The advantage of expressing these concepts mathematically, as well as verbally, is that the mathematical rendition keeps track of all the feedbacks and complex interactions that simply overwhelm our capacity to follow a complex causal process verbally, and they give us a means to provide a rough quantification of how strong those feedback effects are.
The failure to do this within Circuit Theory is why a simple confusion of stocks with flows–mistaking the stock of money for the flows that are initiated by a given stock of money over a year–has stymied for twenty years the development of Graziani’s brilliant insights into a workable theory. As I show in the talk above, the simple expression of the flows initiated by a loan are sufficient to solve all the “conundrums” of Circuit Theory. The conundrums were simply the product of applying the wrong type of analysis–simultaneous equations, “period analysis” with its implicit difference equation form, or worse still mere words–to the issue. A simple application of flow analysis in continuous time shows up all those conundrums for what they really are: confusions resulting from bad analysis and inappropriate analytic methods.
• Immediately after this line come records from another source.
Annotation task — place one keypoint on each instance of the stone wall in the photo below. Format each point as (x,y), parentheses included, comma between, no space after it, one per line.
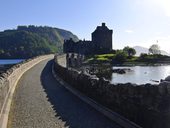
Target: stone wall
(8,81)
(147,105)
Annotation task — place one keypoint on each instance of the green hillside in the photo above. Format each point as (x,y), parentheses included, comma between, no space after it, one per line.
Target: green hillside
(29,41)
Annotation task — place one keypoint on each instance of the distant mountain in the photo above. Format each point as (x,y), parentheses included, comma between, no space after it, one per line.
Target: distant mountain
(29,41)
(140,50)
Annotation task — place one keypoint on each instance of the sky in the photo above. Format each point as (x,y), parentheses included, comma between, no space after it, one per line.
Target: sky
(134,22)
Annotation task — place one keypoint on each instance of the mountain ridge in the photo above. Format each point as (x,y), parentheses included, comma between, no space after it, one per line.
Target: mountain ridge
(29,41)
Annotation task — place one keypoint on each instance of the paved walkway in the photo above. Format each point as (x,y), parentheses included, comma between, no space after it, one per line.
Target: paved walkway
(41,102)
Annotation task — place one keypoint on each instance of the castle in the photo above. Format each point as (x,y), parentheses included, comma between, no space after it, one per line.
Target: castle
(101,43)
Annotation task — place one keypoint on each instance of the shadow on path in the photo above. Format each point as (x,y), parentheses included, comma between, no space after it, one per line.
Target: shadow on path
(69,108)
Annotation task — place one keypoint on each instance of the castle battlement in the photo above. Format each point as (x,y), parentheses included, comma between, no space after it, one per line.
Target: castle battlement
(101,42)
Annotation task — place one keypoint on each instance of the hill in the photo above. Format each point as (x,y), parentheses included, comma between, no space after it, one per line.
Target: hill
(140,50)
(29,41)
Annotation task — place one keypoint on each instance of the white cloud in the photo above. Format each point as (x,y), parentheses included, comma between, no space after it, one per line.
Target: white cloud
(129,31)
(163,42)
(160,5)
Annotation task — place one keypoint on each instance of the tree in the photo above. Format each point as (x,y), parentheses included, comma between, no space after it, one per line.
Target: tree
(130,51)
(154,49)
(120,56)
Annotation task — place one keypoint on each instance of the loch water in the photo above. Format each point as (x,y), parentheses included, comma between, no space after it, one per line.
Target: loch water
(141,74)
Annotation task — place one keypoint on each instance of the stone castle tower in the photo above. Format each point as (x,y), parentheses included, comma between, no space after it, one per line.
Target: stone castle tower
(101,42)
(102,38)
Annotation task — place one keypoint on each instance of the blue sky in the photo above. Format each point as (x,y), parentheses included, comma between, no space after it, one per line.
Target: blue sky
(134,22)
Now I also have to exhort my fellow Post Keynesians to learn at least some of the appropriate methods. Get out of the comfort zone of verbal exposition, historiography, simultaneous equations and graphical analysis–and even the much more sophisticated stock-flow consistent framework of Godley and Lavoie (While this method is certainly a major step in the right direction, using it to try to explain where profit comes from was rather like trying to understand how a horse runs, using photographs of a running horse taken at one hour intervals)–and learn differential equations, or systems dynamics, or computer programming. It’s hard, but the effort is worth it. And if you don’t do it, then prepare to once again be dominated by neoclassical economists once the Global Financial Crisis has passed.
I’ll end on one very positive note: there was one exceptional piece of work done by a PhD student (who is also a full-time school teacher) Pascal Seppecher. He has developed a multi-agent model in Java that also simulates the monetary circuit, and reaches much the same result as I do from a differential equations perspective. His model is called Jamel: Java Agent-based MacroEconomic Laboratory. It’s a brilliant piece of work and I do recommend exploring it.
If a full-time school-teacher with a family can nonetheless acquire the skills and find the time needed to do quality work like this, then it’s high time academic Post Keynesians did the same. Sticking with what you are used to, when what you are used to merely lets you point out what “should be” done rather than actually doing it, is no longer good enough.